Imagination et inconscient dans la littérature, les arts et la philosophie du XVIIIe siècle (Lille)

Publié le par Marc Escola (Source : Philippe Déan)

Imagination et inconscient dans la littérature, les arts et la philosophie du XVIIIe siècle 

Université de Lille

ALITHILA

Les Lumières ont-elles eu l’intuition de l’inconscient ? La question, audacieuse, volontiers et en apparence anachronique, touche à la manière dont on a tenté de penser et de représenter, au XVIIIe siècle, cette « faculté indépendante de nous » et « de la réflexion », les « ressorts invisibles » de l’être, de ses désirs, du fil de ses pensées et de ses sentiments.

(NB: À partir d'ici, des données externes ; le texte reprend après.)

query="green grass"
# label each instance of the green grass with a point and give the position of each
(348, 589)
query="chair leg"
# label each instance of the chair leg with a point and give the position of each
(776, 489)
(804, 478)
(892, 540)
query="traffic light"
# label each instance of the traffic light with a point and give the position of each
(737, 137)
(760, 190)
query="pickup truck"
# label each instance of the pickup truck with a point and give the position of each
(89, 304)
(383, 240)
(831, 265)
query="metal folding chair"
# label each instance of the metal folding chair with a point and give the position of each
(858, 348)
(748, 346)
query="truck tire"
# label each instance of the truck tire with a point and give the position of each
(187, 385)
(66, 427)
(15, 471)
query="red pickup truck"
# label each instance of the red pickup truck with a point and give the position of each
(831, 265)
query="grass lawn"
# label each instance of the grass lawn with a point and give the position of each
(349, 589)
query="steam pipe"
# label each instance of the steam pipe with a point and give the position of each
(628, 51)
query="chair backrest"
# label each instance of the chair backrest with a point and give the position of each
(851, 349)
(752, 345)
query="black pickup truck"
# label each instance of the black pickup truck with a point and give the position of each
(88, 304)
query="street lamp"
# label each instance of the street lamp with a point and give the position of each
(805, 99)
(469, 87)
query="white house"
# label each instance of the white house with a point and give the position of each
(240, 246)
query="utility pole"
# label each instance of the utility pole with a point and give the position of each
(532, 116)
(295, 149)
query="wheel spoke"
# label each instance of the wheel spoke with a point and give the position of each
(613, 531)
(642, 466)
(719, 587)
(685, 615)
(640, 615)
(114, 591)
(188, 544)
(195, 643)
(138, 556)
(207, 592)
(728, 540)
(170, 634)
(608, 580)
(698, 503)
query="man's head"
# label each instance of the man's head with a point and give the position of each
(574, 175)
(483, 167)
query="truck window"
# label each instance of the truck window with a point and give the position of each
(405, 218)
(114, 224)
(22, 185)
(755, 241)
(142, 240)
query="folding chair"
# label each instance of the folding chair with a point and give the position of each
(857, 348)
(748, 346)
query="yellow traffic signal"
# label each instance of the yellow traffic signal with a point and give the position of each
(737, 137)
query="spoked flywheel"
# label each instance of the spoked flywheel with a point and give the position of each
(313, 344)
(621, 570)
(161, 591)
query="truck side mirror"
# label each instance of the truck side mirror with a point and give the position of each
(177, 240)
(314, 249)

Elle prend son départ dans l’épistémè qui s’ouvre, à partir de L’âme des Lumières (Ann Thomson), sur une autre scène qui « tourne le dos », comme le dira Michel Foucault dans Les mots et les choses, au positivisme dans lequel s’envisage la « psychologie » entendue comme « science de l’âme » et bientôt science de l’homme (Fernando Vidal). De Malebranche à Leibniz, on voit se construire différents modes d’interrogation de ces « ressorts invisibles », de l’inscription hypothétique de traces, de la rémanence des perceptions insensibles, de tout ce qui, comme l’écrira Diderot dans ses Eléments de physiologie, « existe en nous à notre insu ». La question doit permettre d’envisager une sorte de conceptualisation imaginaire de ce fond plus ou moins obscur, ou fait de clartés enfouies, ou inavouées, qui trouveront dans l’invention freudienne, au siècle suivant, un éclairage décisif de ce qui se dérobe, enjambe la représentation, déborde le discours du savoir, met au jour les conflits chargés de normes et de lois. Elle fait prendre un nouveau départ à « l’anatomie de l’âme » étudiée par Mino Bergamo en se tenant au plus près de cette fonction critique et de cette imagination théorique assumées notamment par la physiologie et l’anthropologie qui entraînent un perpétuel principe d’inquiétude, de mise en question, de contestation dans les discours de la littérature, des arts, des sciences, de la philosophie. On s’attachera moins à considérer la psychanalyse comme paradigme clinique pour l’interprétation des auteurs et artistes que comme paradigme critique pour l’interprétation des œuvres, sans que la référence ou l’inspiration psychanalytique serve de cadre doctrinaire. L’étude magistrale de J. Starobinski sur Rousseau (1957), peut servir de référence à cet égard. 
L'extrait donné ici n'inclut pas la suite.